La sensibilidad es una cualidad que te permite empatizar muy bien con los demás. Sin embargo, al mismo tiempo, a veces provoca que te eches a la espalda cargas que no deberías estás soportando.

¿Cómo son realmente las personas sensibles?

Muchas veces, las personas sensibles son muy empáticas, pero tienen tendencia a no ser asertivas. Tampoco expresan lo que quieren, generalmente por miedo a la reacción de los demás. Esto suele repercutir de forma negativa en su estado emocional. ¿Te pasa a menudo? ¿Crees que puedas ser una persona sensible? Vamos a descubrirlo.

Dudan acerca de todo

Persona sensible pensando en la hierba.

Las personas sensibles tienen una compañera inseparable: la duda. Por ello, si formas parte de este grupo, no importa lo claro que creas tener algo, en cualquier momento todo puede cambiar, y con ello, tus propias emociones.

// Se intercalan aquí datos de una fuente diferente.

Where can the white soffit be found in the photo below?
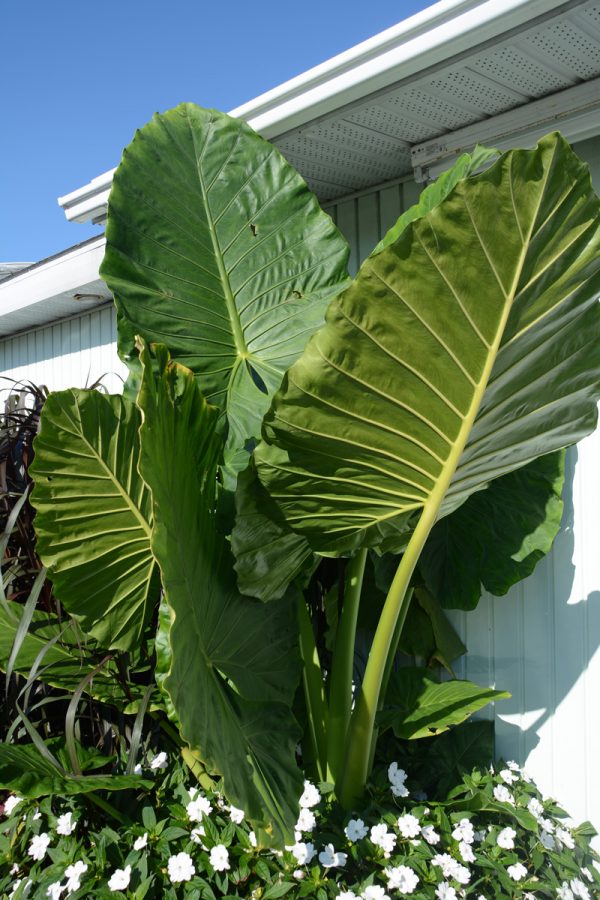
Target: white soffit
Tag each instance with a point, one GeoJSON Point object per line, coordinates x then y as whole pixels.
{"type": "Point", "coordinates": [353, 121]}
{"type": "Point", "coordinates": [59, 287]}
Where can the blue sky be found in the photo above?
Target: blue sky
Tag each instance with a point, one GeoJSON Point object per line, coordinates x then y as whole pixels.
{"type": "Point", "coordinates": [78, 78]}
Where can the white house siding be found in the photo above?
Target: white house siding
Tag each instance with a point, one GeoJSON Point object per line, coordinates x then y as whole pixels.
{"type": "Point", "coordinates": [541, 641]}
{"type": "Point", "coordinates": [73, 352]}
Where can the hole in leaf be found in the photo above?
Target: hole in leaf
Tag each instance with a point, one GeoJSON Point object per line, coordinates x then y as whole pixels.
{"type": "Point", "coordinates": [256, 378]}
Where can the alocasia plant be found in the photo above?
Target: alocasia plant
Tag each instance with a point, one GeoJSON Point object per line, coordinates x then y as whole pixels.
{"type": "Point", "coordinates": [465, 351]}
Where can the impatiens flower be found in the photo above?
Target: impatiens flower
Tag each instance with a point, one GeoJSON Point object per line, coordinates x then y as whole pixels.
{"type": "Point", "coordinates": [330, 858]}
{"type": "Point", "coordinates": [374, 892]}
{"type": "Point", "coordinates": [38, 846]}
{"type": "Point", "coordinates": [547, 840]}
{"type": "Point", "coordinates": [310, 795]}
{"type": "Point", "coordinates": [402, 878]}
{"type": "Point", "coordinates": [356, 830]}
{"type": "Point", "coordinates": [408, 825]}
{"type": "Point", "coordinates": [503, 795]}
{"type": "Point", "coordinates": [219, 857]}
{"type": "Point", "coordinates": [160, 761]}
{"type": "Point", "coordinates": [564, 837]}
{"type": "Point", "coordinates": [517, 872]}
{"type": "Point", "coordinates": [466, 852]}
{"type": "Point", "coordinates": [10, 803]}
{"type": "Point", "coordinates": [180, 868]}
{"type": "Point", "coordinates": [119, 880]}
{"type": "Point", "coordinates": [535, 807]}
{"type": "Point", "coordinates": [303, 852]}
{"type": "Point", "coordinates": [73, 874]}
{"type": "Point", "coordinates": [579, 889]}
{"type": "Point", "coordinates": [464, 831]}
{"type": "Point", "coordinates": [65, 824]}
{"type": "Point", "coordinates": [445, 892]}
{"type": "Point", "coordinates": [383, 838]}
{"type": "Point", "coordinates": [429, 834]}
{"type": "Point", "coordinates": [564, 892]}
{"type": "Point", "coordinates": [306, 820]}
{"type": "Point", "coordinates": [397, 777]}
{"type": "Point", "coordinates": [506, 838]}
{"type": "Point", "coordinates": [141, 842]}
{"type": "Point", "coordinates": [197, 808]}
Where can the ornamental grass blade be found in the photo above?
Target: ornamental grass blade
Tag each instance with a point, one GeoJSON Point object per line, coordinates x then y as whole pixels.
{"type": "Point", "coordinates": [93, 512]}
{"type": "Point", "coordinates": [234, 661]}
{"type": "Point", "coordinates": [462, 351]}
{"type": "Point", "coordinates": [216, 248]}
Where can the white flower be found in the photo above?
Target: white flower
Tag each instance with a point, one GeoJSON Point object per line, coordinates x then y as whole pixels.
{"type": "Point", "coordinates": [141, 842]}
{"type": "Point", "coordinates": [356, 830]}
{"type": "Point", "coordinates": [180, 868]}
{"type": "Point", "coordinates": [383, 838]}
{"type": "Point", "coordinates": [547, 840]}
{"type": "Point", "coordinates": [464, 831]}
{"type": "Point", "coordinates": [38, 846]}
{"type": "Point", "coordinates": [564, 837]}
{"type": "Point", "coordinates": [65, 824]}
{"type": "Point", "coordinates": [197, 834]}
{"type": "Point", "coordinates": [506, 838]}
{"type": "Point", "coordinates": [402, 878]}
{"type": "Point", "coordinates": [374, 892]}
{"type": "Point", "coordinates": [517, 872]}
{"type": "Point", "coordinates": [73, 874]}
{"type": "Point", "coordinates": [219, 857]}
{"type": "Point", "coordinates": [503, 795]}
{"type": "Point", "coordinates": [306, 820]}
{"type": "Point", "coordinates": [330, 858]}
{"type": "Point", "coordinates": [409, 825]}
{"type": "Point", "coordinates": [310, 795]}
{"type": "Point", "coordinates": [466, 851]}
{"type": "Point", "coordinates": [303, 852]}
{"type": "Point", "coordinates": [10, 803]}
{"type": "Point", "coordinates": [535, 807]}
{"type": "Point", "coordinates": [430, 834]}
{"type": "Point", "coordinates": [445, 892]}
{"type": "Point", "coordinates": [119, 880]}
{"type": "Point", "coordinates": [397, 777]}
{"type": "Point", "coordinates": [160, 761]}
{"type": "Point", "coordinates": [197, 808]}
{"type": "Point", "coordinates": [564, 892]}
{"type": "Point", "coordinates": [579, 889]}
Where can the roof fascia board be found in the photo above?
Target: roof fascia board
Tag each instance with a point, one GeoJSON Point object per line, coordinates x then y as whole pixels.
{"type": "Point", "coordinates": [428, 38]}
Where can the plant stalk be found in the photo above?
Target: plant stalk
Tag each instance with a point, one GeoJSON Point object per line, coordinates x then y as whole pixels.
{"type": "Point", "coordinates": [314, 693]}
{"type": "Point", "coordinates": [340, 692]}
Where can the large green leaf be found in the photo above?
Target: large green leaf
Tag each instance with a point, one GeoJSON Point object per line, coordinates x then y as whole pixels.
{"type": "Point", "coordinates": [93, 511]}
{"type": "Point", "coordinates": [463, 350]}
{"type": "Point", "coordinates": [216, 248]}
{"type": "Point", "coordinates": [234, 661]}
{"type": "Point", "coordinates": [497, 537]}
{"type": "Point", "coordinates": [418, 706]}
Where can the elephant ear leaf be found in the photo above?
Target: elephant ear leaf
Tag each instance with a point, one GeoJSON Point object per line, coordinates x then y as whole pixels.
{"type": "Point", "coordinates": [234, 662]}
{"type": "Point", "coordinates": [465, 349]}
{"type": "Point", "coordinates": [497, 537]}
{"type": "Point", "coordinates": [93, 514]}
{"type": "Point", "coordinates": [216, 248]}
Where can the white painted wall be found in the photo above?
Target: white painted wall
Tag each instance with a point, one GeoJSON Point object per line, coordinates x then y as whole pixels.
{"type": "Point", "coordinates": [541, 641]}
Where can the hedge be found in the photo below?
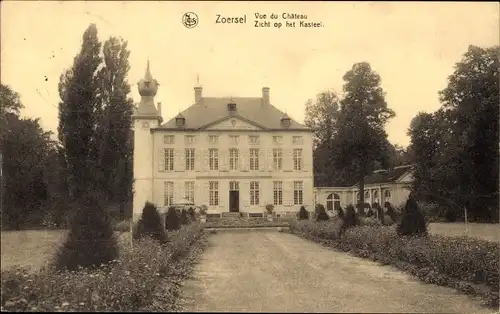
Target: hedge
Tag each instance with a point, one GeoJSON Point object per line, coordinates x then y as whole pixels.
{"type": "Point", "coordinates": [144, 278]}
{"type": "Point", "coordinates": [467, 264]}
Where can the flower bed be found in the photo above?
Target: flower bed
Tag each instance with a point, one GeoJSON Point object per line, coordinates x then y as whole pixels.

El gran problema de las dudas es que te sentir culpable. ¿Por qué? Porque las decisiones que tomes jamás podrán agradar a todo el mundo. Tiendes a fijarte en cada detalle, a analizar todo al milímetro antes de decidirte.

Si tuvieses todo el tiempo del mundo para sopesar los pros y los contras, no acabarías nunca. Sin embargo, como siempre llega el momento en el que no te queda otra, te declinas por una opción, pero siempre acabas considerando que ha sido muy precipitada.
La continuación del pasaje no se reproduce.